No Brasil, a falta de critérios tem como consequência números massivos de abordagens. De acordo com dados da Secretaria de Segurança Pública de SP, somente no estado, entre 2015 e 2019, foram realizadas quase 79 milhões de abordagens. No ano passado, a PM paulista fez mais de 15 milhões de procedimentos do tipo. É como se, no espaço de 365 dias, 1/3 dos habitantes do estado mais populoso do país tenha despertado a suspeita dos policiais, sem que nada de ilegal tenha sido encontrado com essas pessoas. Mas antes de generalizada, a suspeição se concentra em um perfil racial, etário, socioeconômico e de gênero específico: os homens jovens e negros.
“Uma parte significativa das prisões no Brasil e em outros países da América Latina são efetuadas fora da lei. Os juízes que deveriam ser os primeiros a exigir que as detenções se dêem de acordo com o devido processo legal, acabam por simplesmente chancelá-las”, critica o criminalista Hugo Leonardo, presidente do IDDD, que assina o pedido de habilitação do Instituto pela CIDH como amicus curiae ou amigo da corte: um terceiro desvinculado das partes encarregado de munir o tribunal com informações sobre temas implicados no julgamento.
ANO | QUANT. DE ABORDAGENS | PESSOAS PRESAS EM FLAGRANTE | % |
2015 | 16.930.538 | 133.045 | 0.785828 |
2016 | 14.497.069 | 138.710 | 0,956814 |
2017 | 17.007.111 | 133.670 | 0,785965 |
2018 | 15.171.354 | 127.808 | 0,84243 |
2019 | 15.100.187 | 125.304 | 0,829818 |
Dados: SSP/SP
Falta de transparência
A lei brasileira também não exige que policiais registrem dados detalhados sobre as abordagens realizadas. Não existem, portanto, mecanismos de transparência que permitam que algum dia seja corrigida a gigantesca margem de erro que esse tipo de procedimento ostenta atualmente. Testemunhos de policiais em processos penais revelam que as abordagens são motivadas por razões pouco objetivas como percepção de nervosismo, denúncia anônima ou o local em que o suspeito se encontrava.
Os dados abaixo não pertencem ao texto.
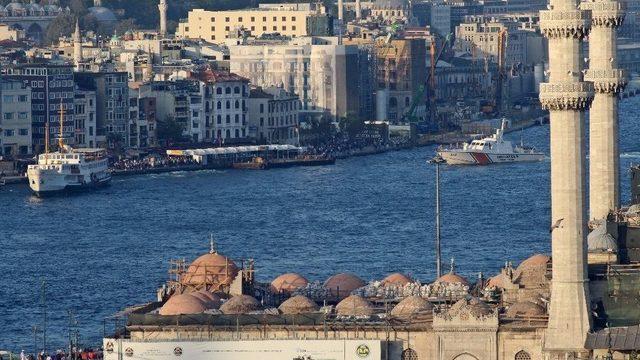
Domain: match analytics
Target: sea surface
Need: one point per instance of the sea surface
(373, 215)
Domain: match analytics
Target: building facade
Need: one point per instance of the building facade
(291, 20)
(85, 118)
(112, 105)
(273, 116)
(52, 86)
(15, 118)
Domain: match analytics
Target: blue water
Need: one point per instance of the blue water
(370, 215)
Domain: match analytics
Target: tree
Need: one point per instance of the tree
(169, 130)
(63, 25)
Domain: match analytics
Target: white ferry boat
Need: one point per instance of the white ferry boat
(489, 150)
(68, 169)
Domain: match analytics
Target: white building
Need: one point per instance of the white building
(15, 118)
(273, 116)
(85, 118)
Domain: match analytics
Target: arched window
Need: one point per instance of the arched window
(409, 354)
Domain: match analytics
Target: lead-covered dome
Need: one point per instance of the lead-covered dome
(240, 304)
(288, 283)
(341, 285)
(183, 304)
(411, 305)
(212, 271)
(298, 304)
(355, 305)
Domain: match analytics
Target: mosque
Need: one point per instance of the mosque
(579, 303)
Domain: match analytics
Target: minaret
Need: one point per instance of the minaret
(567, 98)
(163, 17)
(77, 47)
(608, 81)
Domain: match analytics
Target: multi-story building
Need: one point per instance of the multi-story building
(142, 120)
(85, 118)
(324, 75)
(401, 77)
(286, 19)
(273, 116)
(15, 118)
(481, 36)
(225, 106)
(51, 86)
(112, 105)
(180, 101)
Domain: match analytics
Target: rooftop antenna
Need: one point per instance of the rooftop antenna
(212, 244)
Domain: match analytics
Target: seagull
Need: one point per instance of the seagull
(556, 225)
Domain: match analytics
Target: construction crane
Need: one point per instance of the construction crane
(409, 116)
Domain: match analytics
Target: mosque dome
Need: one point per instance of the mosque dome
(525, 308)
(600, 240)
(473, 305)
(240, 304)
(343, 284)
(212, 301)
(451, 278)
(397, 279)
(355, 305)
(180, 304)
(288, 283)
(212, 270)
(102, 14)
(298, 305)
(411, 305)
(535, 260)
(496, 281)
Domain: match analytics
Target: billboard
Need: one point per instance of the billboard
(123, 349)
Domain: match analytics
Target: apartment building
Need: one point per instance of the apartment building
(15, 118)
(292, 20)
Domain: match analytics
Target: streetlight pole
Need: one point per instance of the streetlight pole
(437, 160)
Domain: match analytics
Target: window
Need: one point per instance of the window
(409, 354)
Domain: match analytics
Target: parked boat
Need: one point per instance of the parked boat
(490, 150)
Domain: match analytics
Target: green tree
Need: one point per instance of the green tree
(169, 130)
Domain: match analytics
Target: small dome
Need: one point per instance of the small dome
(496, 281)
(181, 304)
(525, 308)
(212, 270)
(102, 14)
(411, 305)
(212, 301)
(288, 283)
(343, 284)
(600, 240)
(354, 305)
(298, 305)
(473, 305)
(535, 260)
(397, 279)
(240, 304)
(452, 278)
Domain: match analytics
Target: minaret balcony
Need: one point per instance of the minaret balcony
(566, 95)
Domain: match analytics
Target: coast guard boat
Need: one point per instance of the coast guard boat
(68, 169)
(489, 150)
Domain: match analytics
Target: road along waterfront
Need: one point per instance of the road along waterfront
(368, 215)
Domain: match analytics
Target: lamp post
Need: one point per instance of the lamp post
(437, 160)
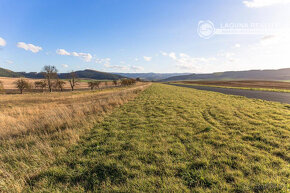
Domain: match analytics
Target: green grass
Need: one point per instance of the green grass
(173, 139)
(243, 88)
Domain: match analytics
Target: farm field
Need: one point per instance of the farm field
(280, 86)
(173, 139)
(36, 128)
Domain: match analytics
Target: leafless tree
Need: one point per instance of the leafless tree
(73, 81)
(50, 73)
(40, 85)
(59, 84)
(115, 82)
(1, 86)
(94, 84)
(127, 82)
(22, 84)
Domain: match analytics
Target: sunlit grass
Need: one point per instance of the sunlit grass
(35, 129)
(173, 139)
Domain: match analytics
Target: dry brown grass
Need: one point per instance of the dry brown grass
(37, 128)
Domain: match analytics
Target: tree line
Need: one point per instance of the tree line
(52, 82)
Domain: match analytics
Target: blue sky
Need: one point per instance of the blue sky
(141, 35)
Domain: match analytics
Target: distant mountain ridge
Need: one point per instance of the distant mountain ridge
(151, 76)
(281, 74)
(8, 73)
(90, 74)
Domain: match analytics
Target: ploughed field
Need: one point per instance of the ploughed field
(175, 139)
(244, 83)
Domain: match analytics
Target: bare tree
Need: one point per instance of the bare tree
(59, 84)
(1, 86)
(94, 84)
(115, 82)
(40, 85)
(73, 81)
(98, 83)
(50, 73)
(22, 84)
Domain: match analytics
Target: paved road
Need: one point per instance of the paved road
(265, 95)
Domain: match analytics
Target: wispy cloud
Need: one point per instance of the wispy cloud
(186, 62)
(105, 61)
(264, 3)
(147, 58)
(87, 57)
(62, 52)
(2, 42)
(9, 62)
(29, 47)
(64, 65)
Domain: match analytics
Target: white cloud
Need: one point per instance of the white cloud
(29, 47)
(172, 55)
(163, 53)
(62, 52)
(105, 61)
(118, 67)
(64, 65)
(136, 68)
(147, 58)
(186, 62)
(2, 42)
(121, 67)
(237, 45)
(87, 57)
(9, 62)
(264, 3)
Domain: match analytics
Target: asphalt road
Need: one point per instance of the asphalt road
(281, 97)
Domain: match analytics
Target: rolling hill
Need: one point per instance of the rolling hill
(90, 74)
(281, 74)
(151, 76)
(8, 73)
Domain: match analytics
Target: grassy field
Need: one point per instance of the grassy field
(273, 86)
(35, 129)
(173, 139)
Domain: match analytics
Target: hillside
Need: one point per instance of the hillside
(281, 74)
(90, 74)
(151, 76)
(8, 73)
(93, 74)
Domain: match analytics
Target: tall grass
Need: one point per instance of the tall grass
(36, 128)
(173, 139)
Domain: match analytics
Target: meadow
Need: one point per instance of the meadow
(37, 128)
(272, 86)
(173, 139)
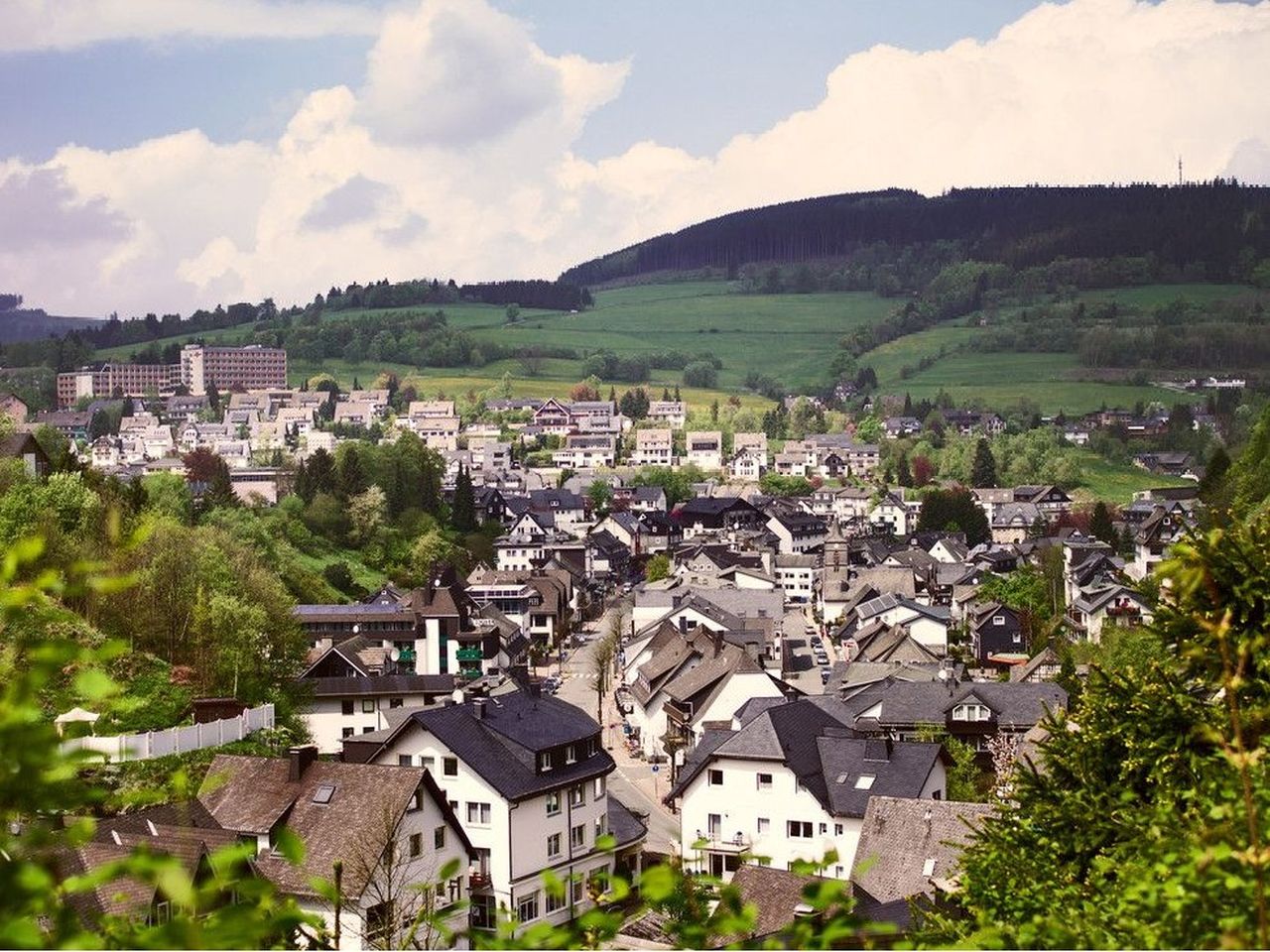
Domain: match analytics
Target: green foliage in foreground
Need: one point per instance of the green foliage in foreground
(1147, 826)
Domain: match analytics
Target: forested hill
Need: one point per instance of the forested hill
(19, 322)
(1211, 231)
Embora tanto as abordagens quanto o “faro” dos agentes na identificação de suspeitos de crimes sejam valorizados nas corporações, os dados existentes sugerem que, de 2015 a 2019, algo entre 0,2% e 1% das abordagens resultaram em prisão em flagrante, em São Paulo. Os dados são apenas comparações simples entre a quantidade de abordagens e a de prisões em flagrante, já que o Estado não publiciza registro detalhado desses procedimentos.
“Os números indicam que as abordagens têm sido feitas às cegas. De outro lado, se há resultados, desconhecemos quais são. É um problema brasileiro urgente, uma distorção no nosso sistema de Justiça criminal que precisa de correção imediata. Por isso nossa decisão foi incidir numa corte internacional, esperando um precedente favorável e quem sabe uma recomendação para a região”, ressalta Hugo Leonardo.
Se a Argentina for condenada na CIDH, o precedente internacional terá impacto tanto nos tribunais quanto na prática policial. Ambos fizeram do Brasil uma potência carcerária, a terceira do mundo, com mais de 766 mil pessoas atrás das grades. Os juízes terão de exigir evidências criminais mais robustas para condenar, do que apenas o testemunho do agente que efetuou a prisão. Já os policiais terão de passar a compartilhar com a sociedade os parâmetros a partir dos quais, não só as abordagens de rua são realizadas, mas também os critérios que dão origem à ações policiais com desfechos trágicos como os de João Pedro, 14, morto durante uma operação policial no Complexo do Salgueiro, em São Gonçalo e João Vitor, 18, também morto pela PM, na Cidade de Deus, zona Oeste do Rio, na última semana.